Anya Ramos, Ryleigh Christopherson-Engh, Sarah Beck, and Ella Evers-Hood
But there weren’t many young families at her current church. So, Beck returned to Tualatin Presbyterian, a 350-person congregation about 20 miles south of Portland, Oregon. Under the leadership of Pastor Ken Evers-Hood, MDiv ’00, the church was not focused on strict rules or doing things how they’d always been done.
“We can try anything once at Tualatin,” says Evers-Hood, who earned his Master of Divinity at Princeton Theological Seminary and his PhD from Duke Divinity School. “We might not try it twice, but there's room to experiment.”

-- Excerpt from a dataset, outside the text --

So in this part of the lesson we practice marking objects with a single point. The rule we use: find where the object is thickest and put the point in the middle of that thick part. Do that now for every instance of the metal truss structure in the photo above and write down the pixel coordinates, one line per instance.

In testing new approaches to ministry, Evers-Hood has found that failure can often be instructive. He’s learned to embrace innovation and uncertainty. “It's a very supportive environment,” Beck says. “We are creative and innovative. Our programs fit the kids. The kids don’t fit the program.”
Log College Project team in Tualatin is an intentionally intergenerational group with three students and adults from both their parents’ and grandparents’ generations. For the next three years, they’ll work together to design and launch a new youth ministry specific to their church community. The team will use a digital curriculum created to help them dig deeper into theology, design, and biblical foundations for ministry innovation. The Tualatin team met with other teams and innovative business leaders during the “Design Lab” this summer on campus at Princeton Seminary.
In addition to Beck, the design team members include Pastor Evers-Hood, family ministries elder Jeff Engh, parent and church member Patrick Ramos, and youth members Ella Evers-Hood, Anya Ramos, and Ryleigh Christopherson-Engh.
“We are co-launching a Dreamer-sicle ministry,” says Beck. “Kids from our church and community partners will gather in our shared space and make paletas, a Salvadorian dessert that is half ice-cream and half popsicle. On the stick will be written the words ‘Working together; Dreaming Together.’ Our slogan is “Dreamer-sicles frozen ice-cream desserts make I.C.E. something sweet.”
The ministry challenge, Beck says, is that “young people want to build a youth-led partnership that models mutual support and solidarity for immigration rights.”
Beck says she wants students to experience Christianity in a way that encourages resilience and empowerment. When this happens, she says, church “takes on a much different feel” for youth and teenagers. “It has a place in other parts of their world.”